One of the film’s giddiest surprises is the cameo by Salman Khan’s Tiger, the swaggering hero from YRF’s Ek Tha Tiger (2012) and Tiger Zinda Hai (2017), who swoops in to rescue Pathaan from a Russian bind atop a speeding train. The banter between the two Khans is breezy, self-aware, and delightfully indulgent. It’s the cinematic equivalent of watching two sports legends share a victory lap. The sequence is an instant highlight, cementing the YRF Spy Universe as Bollywood’s answer to the MCU, albeit filtered through abs, melodrama, and unapologetic camp.
And then there are the songs. Because no matter how many missiles fly or cars flip, a Bollywood tentpole isn’t complete without musical spectacle. “Besharam Rang,” featuring Padukone and Khan in a sun-drenched Mediterranean setting, became a sensation before the film even opened. Onscreen, it’s a lush and unapologetically sexy interlude — part music video, part postcard. Later, “Jhoome Jo Pathaan” bursts forth in the closing, a celebratory anthem that feels like a fitting send-off, uniting leads and audience in a collective party.

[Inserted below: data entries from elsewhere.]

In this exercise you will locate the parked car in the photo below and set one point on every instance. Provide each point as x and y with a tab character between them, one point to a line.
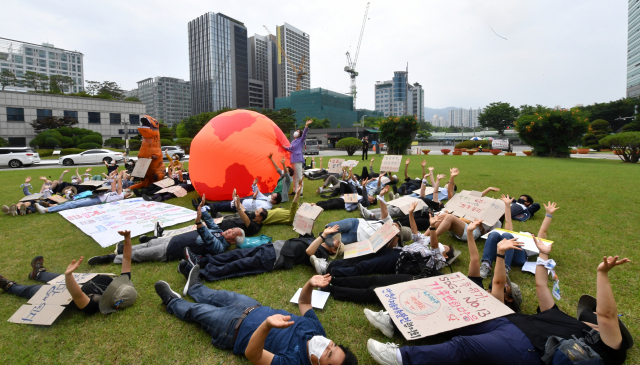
18	156
172	150
91	156
311	146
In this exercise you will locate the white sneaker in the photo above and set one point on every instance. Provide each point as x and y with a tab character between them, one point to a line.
319	264
384	354
381	321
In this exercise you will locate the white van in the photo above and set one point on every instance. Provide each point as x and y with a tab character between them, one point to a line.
18	156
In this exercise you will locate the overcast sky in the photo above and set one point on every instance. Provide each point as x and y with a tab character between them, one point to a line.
556	52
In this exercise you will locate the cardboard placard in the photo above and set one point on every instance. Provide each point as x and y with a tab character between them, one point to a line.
81	278
165	183
374	244
52	294
404	203
35	196
391	163
523	237
305	218
350	198
39	314
471	206
426	307
335	165
142	165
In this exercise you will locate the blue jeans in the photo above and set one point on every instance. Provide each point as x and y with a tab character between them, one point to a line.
349	229
515	257
217	312
27	291
493	342
87	202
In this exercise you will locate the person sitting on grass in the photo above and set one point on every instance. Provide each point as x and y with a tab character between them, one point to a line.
521	338
262	334
116	194
256	260
209	239
102	293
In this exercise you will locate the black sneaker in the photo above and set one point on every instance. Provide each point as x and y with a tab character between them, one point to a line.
192	279
100	260
190	256
37	265
165	293
184	268
5	283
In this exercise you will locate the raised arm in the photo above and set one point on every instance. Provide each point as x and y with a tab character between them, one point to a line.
548	217
508	223
607	310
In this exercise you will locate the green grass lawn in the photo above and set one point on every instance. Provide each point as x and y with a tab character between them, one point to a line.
599	215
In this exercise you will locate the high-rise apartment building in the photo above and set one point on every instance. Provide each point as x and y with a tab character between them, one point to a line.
218	63
295	44
263	67
20	57
166	98
633	49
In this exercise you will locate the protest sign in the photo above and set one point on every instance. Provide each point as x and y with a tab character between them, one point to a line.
404	203
376	242
470	206
335	165
102	222
391	163
426	307
305	217
165	183
142	165
39	314
350	198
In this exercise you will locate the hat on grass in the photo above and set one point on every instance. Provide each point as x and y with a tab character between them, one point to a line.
120	294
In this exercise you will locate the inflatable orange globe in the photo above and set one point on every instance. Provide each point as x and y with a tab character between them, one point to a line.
232	150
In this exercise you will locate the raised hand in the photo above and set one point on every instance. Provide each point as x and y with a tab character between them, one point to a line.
73	266
609	263
551	207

These sequences don’t halt the narrative so much as re-energize it, reminding you that this is Bollywood and rhythm is part of the storytelling DNA.
Of course, subtlety isn’t in the vocabulary here. At nearly three hours, Pathaan is indulgent, messy, and sometimes tips into outright absurdity. But those flaws are part of the charm. To complain that it’s too loud or too exaggerated would be to miss the point. By the time the credits roll, you feel like you’ve been on a roller coaster designed by a filmmaker who grew up on James Bond, Fast & Furious, and Mission: Impossible — and decided to smash them together with a Bollywood twist. The result is cacophonous but exhilarating. Anand and YRF aren’t trying to compete with Hollywood on its own turf; they’re redefining the battlefield, showing that maximalist spectacle — when executed with enough confidence and sheer showmanship — can feel brand new.
Pathaan isn’t the most coherent film you’ll see, but it might be one of the most fun. It’s the sort of movie where you lean back, surrender, and let the explosions, songs, and star power wash over you.